Without becoming overly specific about the film industry, the biggest thing to take note of is that the movie exhibitors/movie theater industry has a different model for making money than the film studios do. Movie theaters only make money by showing the big studios’ films at their cineplexes (and the concession sales they make at their locations). Studios have different arrangements with movie theaters, but typically, there is some kind of deal made for every dollar that movie theaters bring in where the studios will get their cut, and then the movie theaters will get their money. Studios make money by offering numerous products and services, and the money they make from the box office is just one source of revenue for them.

One of the key components of the long-standing arrangement between the studios and movie theaters is the agreed-upon length of how long a film will play in theaters. The average movie will play in theaters for four weeks, with bigger budget films potentially playing for over two months.

Most big-budget films make the bulk of their money within the first 10 days of release, but even a film like ‘Endgame’ made a substantial amount of money after its 10th day of release. For reference, ‘Endgame’ made $258 million after its 10th day of release in the U.S.

The reason why all of this matters is because studios want to change the amount of time that a movie has to play in theaters before they can move it to streaming and video on-demand services. Needless to say, this move has made the movie theater industry angry, and could even result in the end of the movie theater industry entirely.

This leads us to the agreement that Universal and AMC have made; the decision to reduce the release window, by which a film has to abide, before it is allowed to move onto home entertainment platforms.
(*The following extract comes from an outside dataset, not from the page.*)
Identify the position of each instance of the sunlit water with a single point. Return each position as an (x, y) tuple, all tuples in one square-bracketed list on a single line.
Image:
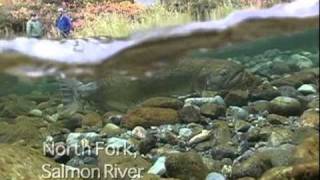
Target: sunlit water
[(246, 50)]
From the studios’ standpoint, since March, they are losing money like never before, and since they are such large entities, they need to do anything and everything they can to make money. With the advent of streaming services, consumers have more access than ever to high-quality content all in one place (at least each streaming service offers hours and hours of entertainment, even if a great deal of what they are offering is mediocre at best). One way that they can make money is by bringing in and keeping people on their streaming platforms, and the best way to do that is by adding new content on a regular basis. That content can be in the form of shows, documentaries, and of course films.

The conflict between the studios and movie theaters boils down to money. The studios want to move their films onto their platforms faster because they want to keep their monthly subscribers subscribed by adding new content that will keep them around, movie theaters need movies to say in their cineplexes because they only make money when someone buys a ticket and sees a movie in-person.

As time goes by, the conflict between these two sides will most likely dissipate, and if the film studios are allowed to purchase movie theaters (about which there have been talks), then more likely than not, the studios will simply add another branch in their sprawling web of businesses and services by purchasing cineplexes.